My kids are in the other room watching some dreck with little ninjas on it. I’ve seen “Foster’s Home”, too. These, and others, have distinct “shockwave” look to them.
In my day, I’d call these “sprites” but I’m not sure that’s current terminology.
Pre-drawn characters that are being animated by stretching & by moving other parts “attached” to them - like computer drawn marionettes.
South Park did this pretty early on, too. The first few episodes were cardboard cutouts, but after they made enough money they went to computer graphics.
Yeah, but they’re actually using really expensive software to do South Park (Maya, Flame, and Combustion, IIRC.), whereas Shockwave and Flash are relatively inexpensive (at least by comparison).
It could be. I don’t know if Foster’s uses it, nor do I remember any specific cartoons (other than the ones that I’ve already mentioned) which use it, but from what I understand, its fairly common in the industry.
I know Copernicus Studios Inc. uses some form of Flash for their work, but I can’t for the life of me find a list of what they’ve done.

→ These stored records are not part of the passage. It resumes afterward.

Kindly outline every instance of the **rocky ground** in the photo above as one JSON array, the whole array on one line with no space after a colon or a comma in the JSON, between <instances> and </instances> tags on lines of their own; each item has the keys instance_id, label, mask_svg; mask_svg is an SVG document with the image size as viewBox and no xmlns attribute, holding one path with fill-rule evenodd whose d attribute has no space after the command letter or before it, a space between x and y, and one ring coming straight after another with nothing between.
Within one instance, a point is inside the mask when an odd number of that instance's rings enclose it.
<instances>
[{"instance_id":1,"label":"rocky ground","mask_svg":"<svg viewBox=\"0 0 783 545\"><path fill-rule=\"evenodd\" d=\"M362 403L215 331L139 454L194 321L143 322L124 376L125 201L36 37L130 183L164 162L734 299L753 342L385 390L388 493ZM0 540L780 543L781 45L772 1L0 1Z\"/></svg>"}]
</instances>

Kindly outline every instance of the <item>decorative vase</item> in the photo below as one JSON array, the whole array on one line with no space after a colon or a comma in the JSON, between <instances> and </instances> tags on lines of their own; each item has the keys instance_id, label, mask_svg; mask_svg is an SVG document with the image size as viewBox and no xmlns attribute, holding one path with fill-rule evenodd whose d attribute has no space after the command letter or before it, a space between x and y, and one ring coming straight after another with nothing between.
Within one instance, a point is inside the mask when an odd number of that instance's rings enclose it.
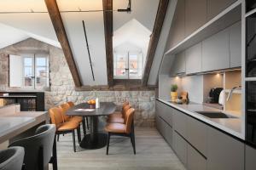
<instances>
[{"instance_id":1,"label":"decorative vase","mask_svg":"<svg viewBox=\"0 0 256 170\"><path fill-rule=\"evenodd\" d=\"M171 101L175 102L177 99L177 92L171 92Z\"/></svg>"}]
</instances>

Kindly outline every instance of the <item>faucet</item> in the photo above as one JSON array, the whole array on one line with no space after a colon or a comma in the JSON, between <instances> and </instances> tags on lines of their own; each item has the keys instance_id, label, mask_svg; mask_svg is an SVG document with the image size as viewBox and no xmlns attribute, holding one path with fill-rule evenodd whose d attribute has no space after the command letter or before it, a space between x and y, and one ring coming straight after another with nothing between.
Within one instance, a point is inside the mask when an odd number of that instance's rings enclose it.
<instances>
[{"instance_id":1,"label":"faucet","mask_svg":"<svg viewBox=\"0 0 256 170\"><path fill-rule=\"evenodd\" d=\"M231 88L230 92L229 93L229 95L228 95L228 98L227 98L227 101L230 100L230 99L231 98L232 96L232 94L233 94L233 91L236 89L236 88L241 88L241 86L236 86L234 88Z\"/></svg>"}]
</instances>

They have done vids for Nelly Furtado and Spesh K, that’s all I know.
According to The Boy, my resident animation expert, a lot of animated shows are being done in Flash or TuneBoom (a similar piece of software).

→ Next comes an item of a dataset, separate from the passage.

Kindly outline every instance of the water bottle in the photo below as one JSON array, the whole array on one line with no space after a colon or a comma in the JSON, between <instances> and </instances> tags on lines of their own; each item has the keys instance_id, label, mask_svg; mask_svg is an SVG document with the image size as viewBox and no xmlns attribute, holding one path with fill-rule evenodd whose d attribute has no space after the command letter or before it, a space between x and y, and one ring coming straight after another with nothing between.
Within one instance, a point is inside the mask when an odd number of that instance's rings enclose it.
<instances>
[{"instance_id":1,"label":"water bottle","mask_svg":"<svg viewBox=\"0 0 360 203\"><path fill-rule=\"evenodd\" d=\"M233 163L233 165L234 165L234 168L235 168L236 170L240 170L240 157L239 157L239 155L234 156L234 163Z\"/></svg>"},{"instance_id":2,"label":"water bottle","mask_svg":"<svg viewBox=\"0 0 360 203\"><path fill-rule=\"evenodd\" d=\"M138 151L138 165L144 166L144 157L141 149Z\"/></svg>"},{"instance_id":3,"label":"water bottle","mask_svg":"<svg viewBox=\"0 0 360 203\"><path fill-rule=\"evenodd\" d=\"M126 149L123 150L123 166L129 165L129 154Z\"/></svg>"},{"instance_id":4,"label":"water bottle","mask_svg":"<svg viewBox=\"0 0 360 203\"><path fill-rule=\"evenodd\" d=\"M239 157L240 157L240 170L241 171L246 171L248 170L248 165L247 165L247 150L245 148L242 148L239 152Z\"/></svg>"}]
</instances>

The company The Boy works for uses Flash primarily for their 2D work… in the 3D department, they’re using programs that are capable of producing photo-real animation - the ones I can recall of the top of my head are Shake, Maya and ZBrush.

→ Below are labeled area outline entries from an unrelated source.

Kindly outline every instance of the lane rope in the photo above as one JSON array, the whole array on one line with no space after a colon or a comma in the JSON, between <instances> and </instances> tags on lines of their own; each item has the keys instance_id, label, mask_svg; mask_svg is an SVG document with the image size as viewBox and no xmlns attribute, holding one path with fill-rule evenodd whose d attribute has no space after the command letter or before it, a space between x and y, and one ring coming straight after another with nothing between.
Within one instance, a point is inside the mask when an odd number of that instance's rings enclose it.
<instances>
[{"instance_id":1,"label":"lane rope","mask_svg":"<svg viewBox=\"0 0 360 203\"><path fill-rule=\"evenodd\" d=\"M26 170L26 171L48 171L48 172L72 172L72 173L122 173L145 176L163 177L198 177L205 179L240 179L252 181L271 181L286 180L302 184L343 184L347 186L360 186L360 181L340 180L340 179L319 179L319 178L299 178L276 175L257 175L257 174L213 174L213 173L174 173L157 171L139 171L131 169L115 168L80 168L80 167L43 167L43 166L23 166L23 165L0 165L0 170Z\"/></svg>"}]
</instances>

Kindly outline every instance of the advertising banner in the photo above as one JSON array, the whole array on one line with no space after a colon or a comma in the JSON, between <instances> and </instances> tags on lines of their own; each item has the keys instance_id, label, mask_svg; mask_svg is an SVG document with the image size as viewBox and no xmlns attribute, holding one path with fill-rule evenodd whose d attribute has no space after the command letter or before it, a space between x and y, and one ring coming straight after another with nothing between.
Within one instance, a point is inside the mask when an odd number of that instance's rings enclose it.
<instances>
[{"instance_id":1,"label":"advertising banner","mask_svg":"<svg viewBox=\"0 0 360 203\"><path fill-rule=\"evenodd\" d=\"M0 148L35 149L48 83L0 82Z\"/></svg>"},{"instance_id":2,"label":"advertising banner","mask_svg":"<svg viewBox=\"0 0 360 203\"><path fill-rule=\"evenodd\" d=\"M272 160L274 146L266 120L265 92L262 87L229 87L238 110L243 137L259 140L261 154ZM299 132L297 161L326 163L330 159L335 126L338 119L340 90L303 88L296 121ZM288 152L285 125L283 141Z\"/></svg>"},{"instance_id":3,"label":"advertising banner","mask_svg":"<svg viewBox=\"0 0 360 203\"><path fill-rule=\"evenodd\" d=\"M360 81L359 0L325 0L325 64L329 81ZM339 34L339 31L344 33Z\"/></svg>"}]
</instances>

Cold Hard Flash, a blog devoted to Flash animation, gives a list of TV series that are animated in Flash (go down to “TV Series.”) A good number of these series you can definitely tell are animated in Flash when you look at them, but some of them are extremely well-done.
Harvey Birdman, Attorney at Law, was traditionally animated its first season, using paint and cels, but the producers switched to Flash for the final three seasons.
The price of the software (probably) isn’t that much of an issue, the enormous savings in animator time is. The difference between flash (a few hundred dollars if you’re only using flash, up to about 2.500 if you need photoshop and related software as well) and maya (about 4000 dollars) is really negligible in the scheme of things.
A single 10 minutes animation is probably already going to cost you much more (as in, an order of magnitude more) than that if you’re using traditional animation techniques.